Home Blog Will E-readers Survive 2010?
Dec
16
2009
Will E-readers Survive 2010? Print

A year ago, I thought e-readers were the future of books. Now I think not. Too much is wrong with e-readers for the product to survive without radical changes.

What is wrong?

Dedicated e-readers (think Kindle, Sony, Nook) are expensive, kludgy devices with features that are way too limited to be truly useful. Yes, you can read a novel on one of these devices and the experience is fine. But that is about where it all starts and ends. The Sony "sort of" allows margin notes; none displays images in a resolution any better than a hobbyist photo from the 19th century; you can totally forget about visually rich content; and live links to content on the Internet don't exist.

What is needed?

  • Open, standardized formats. Epub is the logical choice.
  • Untethered devices: Kindle has wifi, but only to Amazon's store. I want choice in where and how I shop.
  • Color. Color e-ink may emerge in 2010, but given the high prices of monochrome e-ink displays I doubt it will result in a low-price e-reader.
  • Connectivity. If e-readers are not truly web-enabled devices, I predict that the education publishing market will move to devices that are.
  • Mass-market prices. Even $200 (half what I paid for my Sony in 2009) is too much for a one-trick device in the consumer market, and a serious obstacle to widespread consumer adoption.

What should happen?

Apple’s vaporous iTablet (essentially an iPod Touch with a 10-inch screen), is pretty close to what I think would be the ideal device. Except if it does ever appear, it will probably be priced around the $1,000 mark and that is way too high.

I expect we will see a mini flood of touch-enabled tablet computers in 2010. Asian manufacturers, aware of the buzz surrounding the supposed Apple product, will look to get into the market quickly, at price points designed to compete with netbook computers — somewhere under $500 in most instances. Resellers like Dell will introduce a line of them and others will follow.

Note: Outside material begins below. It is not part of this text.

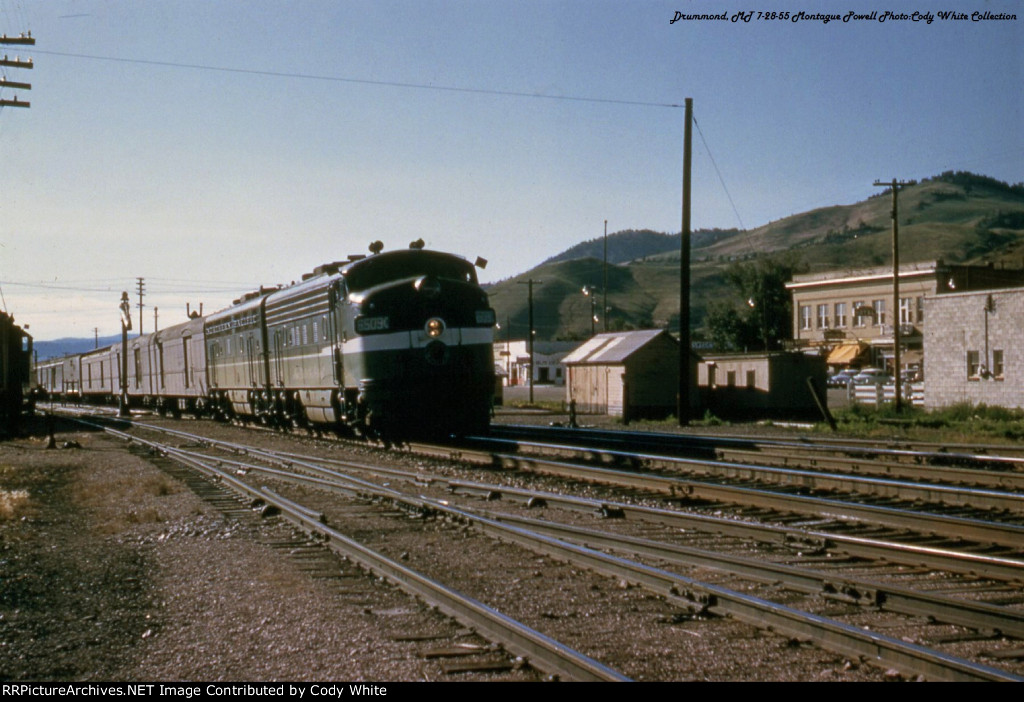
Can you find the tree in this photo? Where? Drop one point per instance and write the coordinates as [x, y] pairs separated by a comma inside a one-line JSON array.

The younger generation, in particular, is comfortable with touch. The iPhone and similar devices have paved the way. A 10-inch or 12-inch touchscreen computing device with wifi connectivity (and an ethernet port), could be the only computer a student needs for school. Give the device decent screen resolution, audio and video capability, a fast USB port for an outboard hard drive or DVD recorder, and decent battery life, and I think you will have a winner. Would you rather pay, say, $500 for that device, or $200 to $400 for a dedicated e-reader?

Add non-proprietary software to read ePub format documents, a software keyboard for margin notes, the ability to store those notes in the cloud so you can access them anywhere, anytime, and you have a device which education publishers and educators could get behind in a big way.

Nonfiction publishers would find a device such as this a lot more attractive, as it would open up new business models. Cookbook publishers are being challenged for consumer attention by the written and video instructions on food websites. They could easily respond with digital cookbooks linked to streaming videos, and experiment with subscription models as well as advertising-supported models (think of a book on baking breads with an embedded discount offer from a maker of stand mixers).

Will all this happen? Maybe. I hope it does. The e-reader market and publishers deserve something a lot better than we currently have.